With the ambitious goal of securing the first-ever traceability requirements for seafood in the United States, Lowell led Oceana’s campaign, which began in May 2011, by exposing seafood fraud through extensive DNA testing and campaigning for policy change. Lowell oversaw the campaign to bring this issue into the public eye, while also leveraging media to engage the public and influence policymakers to create change. She led the development and rollout of 15 subsequent reports highlighting the prevalence of seafood fraud and the need to enhance the information that accompanies seafood to combat mislabeling. Lowell’s successful campaigning helped to convince President Obama to appoint a task force in June 2014 to consider potential solutions. In December 2016, the final traceability rule was issued, which was influenced by Lowell’s campaign which demonstrated widespread support for new traceability requirements through community relations, public polling, targeted advertising, petitions, congressional advocacy and media relations.
In what ways has this nominee positively affected, or mitigated negative impacts of, the seafood industry?
Safe, legally caught and honestly labeled seafood is a proven benefit to the seafood industry. To advocate for strong federal regulations to require seafood traceability, Lowell’s final push in 2016 included 1) producing Oceana’s Fish Stories report highlighting how seafood traceability benefits fishermen, distributors, grocery stores and restaurants; 2) publicizing two new Oceana reports – one detailing the global scale of seafood fraud and the other revealing shortfalls in the proposed traceability rule; 3) launching a new poll revealing that 83% of Americans support new requirements focused on eliminating seafood fraud. The results of this campaign included 3,000 media features worldwide, reaching more than 1.3 billion people. The new Seafood Import Monitoring Program, which went into effect in January 2018, requires some imported seafood at risk of illegal fishing and seafood fraud to be traced from the fishing boat/farm to the U.S. border, helping stop illegally caught and mislabeled seafood from entering the U.S.
In what way do you feel this nominee’s story could inspire others and communicate successes achieved in sustainable seafood?
Lowell’s story is inspiring because she has dedicated her 20-plus year career to conservation issues, including making meaningful, positive change to protect the oceans and promote sustainable seafood. Lowell embodies the leadership qualities, patience and commitment needed to consistently bring campaigns to the finish line while remaining sensitive to the needs of the fishing and seafood industries, and emphasizing the positive changes that have occurred in these industries.
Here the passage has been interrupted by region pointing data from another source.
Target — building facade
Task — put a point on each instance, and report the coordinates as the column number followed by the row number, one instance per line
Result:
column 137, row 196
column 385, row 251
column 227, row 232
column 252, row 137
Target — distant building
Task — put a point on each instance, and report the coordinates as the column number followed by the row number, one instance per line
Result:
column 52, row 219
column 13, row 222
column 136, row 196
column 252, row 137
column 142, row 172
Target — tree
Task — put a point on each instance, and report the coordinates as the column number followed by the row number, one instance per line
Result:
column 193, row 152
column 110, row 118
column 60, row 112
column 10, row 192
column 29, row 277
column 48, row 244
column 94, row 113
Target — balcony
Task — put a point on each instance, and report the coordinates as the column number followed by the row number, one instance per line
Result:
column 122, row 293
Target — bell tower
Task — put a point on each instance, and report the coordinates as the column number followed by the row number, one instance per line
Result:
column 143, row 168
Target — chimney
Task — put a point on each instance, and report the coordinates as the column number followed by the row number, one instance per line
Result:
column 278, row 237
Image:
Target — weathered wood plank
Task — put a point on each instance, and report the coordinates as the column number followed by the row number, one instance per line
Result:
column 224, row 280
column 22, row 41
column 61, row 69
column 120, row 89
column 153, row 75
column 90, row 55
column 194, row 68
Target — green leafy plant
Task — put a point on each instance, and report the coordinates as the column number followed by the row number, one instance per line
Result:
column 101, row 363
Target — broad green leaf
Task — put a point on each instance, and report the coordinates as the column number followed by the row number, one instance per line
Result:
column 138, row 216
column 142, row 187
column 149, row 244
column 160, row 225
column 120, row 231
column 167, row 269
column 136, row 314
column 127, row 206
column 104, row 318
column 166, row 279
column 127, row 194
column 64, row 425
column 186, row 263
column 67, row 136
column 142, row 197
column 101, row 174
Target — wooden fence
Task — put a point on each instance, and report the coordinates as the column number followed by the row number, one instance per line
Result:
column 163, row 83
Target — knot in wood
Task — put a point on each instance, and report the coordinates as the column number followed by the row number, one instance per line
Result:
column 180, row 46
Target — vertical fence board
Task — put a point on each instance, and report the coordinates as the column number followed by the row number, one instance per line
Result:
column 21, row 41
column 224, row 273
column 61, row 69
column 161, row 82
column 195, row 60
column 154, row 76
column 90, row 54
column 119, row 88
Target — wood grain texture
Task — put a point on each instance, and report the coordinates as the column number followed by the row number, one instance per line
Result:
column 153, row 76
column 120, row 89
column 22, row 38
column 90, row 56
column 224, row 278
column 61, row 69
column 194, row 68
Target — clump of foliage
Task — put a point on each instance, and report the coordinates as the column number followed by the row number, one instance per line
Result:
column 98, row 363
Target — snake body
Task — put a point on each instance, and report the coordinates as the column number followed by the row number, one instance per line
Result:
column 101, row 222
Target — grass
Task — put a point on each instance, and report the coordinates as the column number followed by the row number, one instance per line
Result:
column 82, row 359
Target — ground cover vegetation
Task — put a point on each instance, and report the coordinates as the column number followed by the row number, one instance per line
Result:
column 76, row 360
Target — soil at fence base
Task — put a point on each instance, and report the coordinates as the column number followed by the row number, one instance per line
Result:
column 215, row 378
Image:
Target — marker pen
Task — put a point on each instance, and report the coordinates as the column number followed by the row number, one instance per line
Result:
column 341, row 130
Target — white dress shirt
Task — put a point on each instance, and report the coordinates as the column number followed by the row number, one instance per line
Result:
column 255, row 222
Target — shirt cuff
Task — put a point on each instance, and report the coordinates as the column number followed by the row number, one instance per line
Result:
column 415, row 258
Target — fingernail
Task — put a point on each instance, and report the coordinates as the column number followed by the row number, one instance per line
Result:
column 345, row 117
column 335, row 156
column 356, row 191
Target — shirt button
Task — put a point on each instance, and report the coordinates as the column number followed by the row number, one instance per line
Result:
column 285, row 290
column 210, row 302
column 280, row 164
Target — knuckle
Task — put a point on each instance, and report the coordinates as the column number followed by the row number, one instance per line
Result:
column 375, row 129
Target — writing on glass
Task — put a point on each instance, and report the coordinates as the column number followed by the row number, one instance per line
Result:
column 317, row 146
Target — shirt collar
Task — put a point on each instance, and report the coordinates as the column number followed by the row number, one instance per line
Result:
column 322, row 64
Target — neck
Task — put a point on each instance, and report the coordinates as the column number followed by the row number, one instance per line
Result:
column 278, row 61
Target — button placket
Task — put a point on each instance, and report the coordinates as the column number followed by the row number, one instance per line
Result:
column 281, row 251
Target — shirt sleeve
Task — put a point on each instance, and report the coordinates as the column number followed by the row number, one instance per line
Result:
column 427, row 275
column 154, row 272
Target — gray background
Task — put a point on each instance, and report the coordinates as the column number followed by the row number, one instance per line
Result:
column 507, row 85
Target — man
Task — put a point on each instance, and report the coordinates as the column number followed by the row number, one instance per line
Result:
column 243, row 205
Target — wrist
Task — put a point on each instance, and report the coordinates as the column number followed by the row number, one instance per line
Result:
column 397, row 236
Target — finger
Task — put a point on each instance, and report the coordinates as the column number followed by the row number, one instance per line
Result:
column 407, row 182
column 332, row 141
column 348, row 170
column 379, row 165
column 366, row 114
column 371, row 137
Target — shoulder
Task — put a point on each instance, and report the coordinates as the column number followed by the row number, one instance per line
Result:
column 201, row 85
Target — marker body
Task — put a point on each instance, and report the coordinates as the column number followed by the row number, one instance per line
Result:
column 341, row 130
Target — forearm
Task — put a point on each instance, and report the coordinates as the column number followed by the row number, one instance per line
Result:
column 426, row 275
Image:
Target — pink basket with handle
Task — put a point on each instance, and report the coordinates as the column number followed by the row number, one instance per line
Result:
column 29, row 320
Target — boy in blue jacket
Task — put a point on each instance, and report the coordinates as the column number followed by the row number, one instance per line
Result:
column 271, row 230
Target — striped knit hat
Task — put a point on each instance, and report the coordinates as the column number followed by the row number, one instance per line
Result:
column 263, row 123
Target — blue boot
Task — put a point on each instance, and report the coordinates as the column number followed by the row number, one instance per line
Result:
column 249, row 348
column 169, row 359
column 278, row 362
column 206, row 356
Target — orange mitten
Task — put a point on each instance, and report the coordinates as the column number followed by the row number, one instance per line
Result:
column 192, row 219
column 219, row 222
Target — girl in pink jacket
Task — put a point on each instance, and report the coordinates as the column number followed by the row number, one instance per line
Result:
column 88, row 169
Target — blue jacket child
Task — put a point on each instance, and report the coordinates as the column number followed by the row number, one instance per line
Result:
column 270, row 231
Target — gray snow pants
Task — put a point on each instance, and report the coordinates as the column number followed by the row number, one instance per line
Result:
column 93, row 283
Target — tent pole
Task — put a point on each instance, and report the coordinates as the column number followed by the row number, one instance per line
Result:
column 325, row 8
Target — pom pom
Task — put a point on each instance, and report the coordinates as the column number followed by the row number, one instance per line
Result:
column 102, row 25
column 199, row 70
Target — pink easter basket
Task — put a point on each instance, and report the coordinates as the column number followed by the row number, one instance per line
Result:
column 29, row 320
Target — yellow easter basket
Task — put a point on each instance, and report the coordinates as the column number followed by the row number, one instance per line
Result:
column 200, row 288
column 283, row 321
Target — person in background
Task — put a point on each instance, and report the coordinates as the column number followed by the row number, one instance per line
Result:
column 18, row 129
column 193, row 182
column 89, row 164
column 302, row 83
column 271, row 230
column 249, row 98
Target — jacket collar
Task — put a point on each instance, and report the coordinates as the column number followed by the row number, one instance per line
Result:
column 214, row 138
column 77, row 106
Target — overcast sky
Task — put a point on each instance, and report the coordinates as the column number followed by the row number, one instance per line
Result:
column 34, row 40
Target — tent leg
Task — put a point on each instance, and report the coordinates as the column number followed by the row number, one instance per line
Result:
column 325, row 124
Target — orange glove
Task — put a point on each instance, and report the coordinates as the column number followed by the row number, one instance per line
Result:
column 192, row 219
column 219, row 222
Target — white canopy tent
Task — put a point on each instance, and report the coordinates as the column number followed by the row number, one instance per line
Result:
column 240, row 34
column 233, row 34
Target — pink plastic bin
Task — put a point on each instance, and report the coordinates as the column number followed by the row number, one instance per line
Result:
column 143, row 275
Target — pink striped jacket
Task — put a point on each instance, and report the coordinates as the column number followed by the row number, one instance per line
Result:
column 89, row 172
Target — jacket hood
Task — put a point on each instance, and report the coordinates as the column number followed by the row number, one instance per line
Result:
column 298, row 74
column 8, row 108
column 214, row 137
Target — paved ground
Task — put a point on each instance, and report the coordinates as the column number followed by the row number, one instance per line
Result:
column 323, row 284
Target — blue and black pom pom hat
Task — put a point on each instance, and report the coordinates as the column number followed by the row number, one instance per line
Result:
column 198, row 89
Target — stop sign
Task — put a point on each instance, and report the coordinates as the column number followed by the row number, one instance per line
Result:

The seafood fraud campaign launched in 2011 and the new regulations went into effect in January 2018, demonstrating that policy change can take years, but Lowell used different tools/channels to continue relaying the same message and need for traceable seafood. Others will surely be inspired by her resolve and commitment. Lowell’s campaign success could also inspire others to: follow their passions; use research and science to investigate and document a problem; engage stakeholders in an important cause; and target decision-makers who can develop solutions.
How would the work serve as a replicable model for others who want to have a similar impact?
Lowell’s work shows the power of cutting-edge, science-based reports combined with public engagement (starting with outreach to help collect seafood samples to test), and media relations to enable impactful policy change for sustainable seafood and ultimately, sustainable oceans. Through exposing and documenting seafood fraud worldwide, Lowell showed the problem. She then used communications and media relations as the channels to tell the problem to the public. The campaign truly went viral; the reports are still covered by media worldwide, informing consumers everywhere about the risks and vulnerabilities associated with untraceable seafood. Once the public was informed, she then engaged them with petitions and a poll, giving a voice to the American people who also care about seafood traceability, which helped influence policy change. This was a successful example of a well-planned and executed science-based campaign.